Elsewhere in the interview, Rollins talks about how his fiancée Becky Lynch encouraged him to get back on Twitter, not take things personally, and use it to serve his on-screen act. And he seems to realize how it’s serving him well now, but still doesn’t acknowledge how his use of it was hurting him before. Instead, he weighs the pros and cons of working without live in-person audiences, and isn’t sure he wants to go back to the way it was before:
“I still think social media still plays quite a role in how shows are written and how characters are portrayed. [The ThunderDome] has allowed us to tell our stories a little cleaner in the sense that things aren’t up and down as they may normally be. Whether that’s good or bad, I’m not entirely sure. I miss the fans and live interaction, but I like being able to cut a promo and getting all the way through without having to side-eye the audience. It’s nice to get a thought out without being interrupted by ‘CM Punk’ chants.
“Some stories have overstayed their welcome, but we’ve definitely been allowed to tell fully fleshed out stories over six or seven months that we wouldn’t get through normally because a live crowd would force creative to change course. I had a blast working with the Mysterios, though things got carried away at the end. I was proud of the eye-for-an-eye match.”

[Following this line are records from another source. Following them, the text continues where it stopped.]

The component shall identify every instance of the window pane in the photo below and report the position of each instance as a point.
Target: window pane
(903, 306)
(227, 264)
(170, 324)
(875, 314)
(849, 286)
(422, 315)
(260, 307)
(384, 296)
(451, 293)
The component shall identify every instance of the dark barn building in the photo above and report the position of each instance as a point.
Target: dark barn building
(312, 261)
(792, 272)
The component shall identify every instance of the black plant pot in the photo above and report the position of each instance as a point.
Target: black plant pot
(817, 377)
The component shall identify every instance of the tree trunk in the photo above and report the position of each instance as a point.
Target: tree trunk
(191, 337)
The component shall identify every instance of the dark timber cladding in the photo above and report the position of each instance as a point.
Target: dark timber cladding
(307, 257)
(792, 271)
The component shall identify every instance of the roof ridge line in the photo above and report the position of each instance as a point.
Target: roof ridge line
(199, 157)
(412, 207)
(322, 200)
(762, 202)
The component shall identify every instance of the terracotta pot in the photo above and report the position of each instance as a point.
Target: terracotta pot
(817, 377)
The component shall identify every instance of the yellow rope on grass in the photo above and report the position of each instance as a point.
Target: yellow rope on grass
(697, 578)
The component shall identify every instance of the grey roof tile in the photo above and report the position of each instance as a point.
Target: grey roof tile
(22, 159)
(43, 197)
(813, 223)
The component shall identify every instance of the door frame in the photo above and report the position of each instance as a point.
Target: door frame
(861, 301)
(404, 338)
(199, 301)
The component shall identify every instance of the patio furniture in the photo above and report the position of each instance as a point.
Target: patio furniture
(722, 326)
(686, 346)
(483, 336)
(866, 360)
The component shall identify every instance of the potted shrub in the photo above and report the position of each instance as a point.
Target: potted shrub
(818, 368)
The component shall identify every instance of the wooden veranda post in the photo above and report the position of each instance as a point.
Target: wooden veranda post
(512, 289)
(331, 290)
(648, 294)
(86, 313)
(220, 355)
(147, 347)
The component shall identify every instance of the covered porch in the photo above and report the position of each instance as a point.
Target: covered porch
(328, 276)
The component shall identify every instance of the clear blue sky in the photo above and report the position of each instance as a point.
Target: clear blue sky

This raises an issue that’s been kicked around in different corners of the wrestle web - whether some part of Vince McMahon and WWE is hesitant to leave an environment where they control reactions. There seems to be something to that, despite Seth admitting that real feedback might have tightened up something like his feud with the Mysterios before it hung around too long.
In the end, all involved will welcome fans back into arenas, because it’s (ahem) best for business. There will be an adjustment period, and fans will accept some acts and reject others. The world’s negativity will play a role in some of those rejections, but it won’t be the main factor.
The main factor will be whether, to use Seth’s own words, the stars figure it out and adapt. Rollins has shown signs he can do that, but this interview is evidence the guy who takes all criticism personally is still in there. For his sake, and for the sake of fans who are enjoying his current work, I hope he figures out how to keep adapting.